A site called www.amnesi.com provides registrant information much like NSI, now Verisign, plus you can convert IP addresses from the Internet Header of e-mails you received from a company to get information about a server and/or domains at that address.
If you don't mind paying a few cents per lead, InfoUSA.com is inexpensive and worthwhile. Pay much more and you have continuous access to 7 million potential candidate profiles from www.eliyon.com at $12,000 per year for one user, or the most complete business research service in the world from www.onesource.com at $18,000 for a one-user license.
From Copernic 2001 you can search Discussion Sources on 16 different mailing list databases, forums and Web-based groups, 13 Tech News article databases, 16 Information Technology specific information sites, 16 Sales & Marketing resources, and 21 Programmer databases like CodeHound, CodeGuru and Sourcebank (especially good for software company decision makers and top engineers).
Finally, search from www.google.com for "Re:" and your target company's domain.
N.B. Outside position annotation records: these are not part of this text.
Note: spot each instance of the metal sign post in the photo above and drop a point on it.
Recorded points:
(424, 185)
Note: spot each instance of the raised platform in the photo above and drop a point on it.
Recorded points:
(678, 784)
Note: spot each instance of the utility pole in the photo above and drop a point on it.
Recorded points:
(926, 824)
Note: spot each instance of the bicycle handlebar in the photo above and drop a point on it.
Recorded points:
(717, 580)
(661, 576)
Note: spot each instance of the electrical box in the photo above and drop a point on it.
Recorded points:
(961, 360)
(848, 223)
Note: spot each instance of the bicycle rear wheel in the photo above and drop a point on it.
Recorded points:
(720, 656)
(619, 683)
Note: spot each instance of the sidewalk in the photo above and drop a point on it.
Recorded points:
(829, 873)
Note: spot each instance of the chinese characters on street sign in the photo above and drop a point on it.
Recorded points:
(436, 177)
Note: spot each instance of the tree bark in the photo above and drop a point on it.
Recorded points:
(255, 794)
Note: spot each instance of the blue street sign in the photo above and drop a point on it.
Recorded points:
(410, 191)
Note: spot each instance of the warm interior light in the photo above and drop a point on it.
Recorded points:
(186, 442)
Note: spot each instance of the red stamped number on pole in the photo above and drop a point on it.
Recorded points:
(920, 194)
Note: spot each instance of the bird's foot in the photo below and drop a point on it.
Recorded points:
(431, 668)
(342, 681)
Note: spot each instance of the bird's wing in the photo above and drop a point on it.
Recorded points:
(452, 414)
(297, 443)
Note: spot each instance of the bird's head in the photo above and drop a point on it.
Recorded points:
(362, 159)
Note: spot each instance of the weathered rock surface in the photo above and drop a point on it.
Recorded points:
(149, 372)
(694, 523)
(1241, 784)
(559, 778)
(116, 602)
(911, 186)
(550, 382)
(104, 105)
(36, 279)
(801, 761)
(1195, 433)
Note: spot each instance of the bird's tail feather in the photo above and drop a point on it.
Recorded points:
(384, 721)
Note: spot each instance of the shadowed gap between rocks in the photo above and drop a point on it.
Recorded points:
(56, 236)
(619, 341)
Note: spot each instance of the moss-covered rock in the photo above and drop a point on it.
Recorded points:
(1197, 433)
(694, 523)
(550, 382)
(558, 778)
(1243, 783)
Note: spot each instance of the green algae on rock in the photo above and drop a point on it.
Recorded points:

It's a little trickier, but worth mastering. Your search would be like this "Re: @companyname.com". This may pull up postings on forums, websites or on Usenet. Look for replies from people who work at your target company.
All you need is a name, the contact info will be easy to find. Use our one stop lookups under Finding People, or go to peoplesearch.net and use the PeopleSearch Deluxe, or try www.theultimates.com and www.555-1212.com.
PROVISIONING: GOTRESUMES.COM
Our industry is overcrowded with websites crammed with expensive time-wasting redundancies. Periodically I come across a rare pearl, something with true value, resourceful and efficient. Introducing Provisioning, a new JobMachine section on the website and newsletter where we will stage those jewels we find. GotResumes.com is a recruiting center, not a traditional job board. It is built upon a directory platform like Yahoo. Their teams manually scour the Web each day in search of passive candidate resumes. Every url is reviewed to verify it is a resume, and accurately indexed by hand based on valid skills in the resume body. What is unique about them is:
Search tools: Forms using their favorite search engines return mostly resumes, no advanced Booleans needed.
E-mail their sourcing teams: They will search for you. Within a week they will have added resumes to the directory based on your request. This is free for members. Full sourcing service: $299 per search to rent your own sourcing team who will find resumes and leads pertinent to your search. Members receive discounts. Premium membership includes 1 free search each month.
GotResumes.com claims to add 1,500 resumes a week and currently lists 200,000 of the 2.1 million they estimate are available.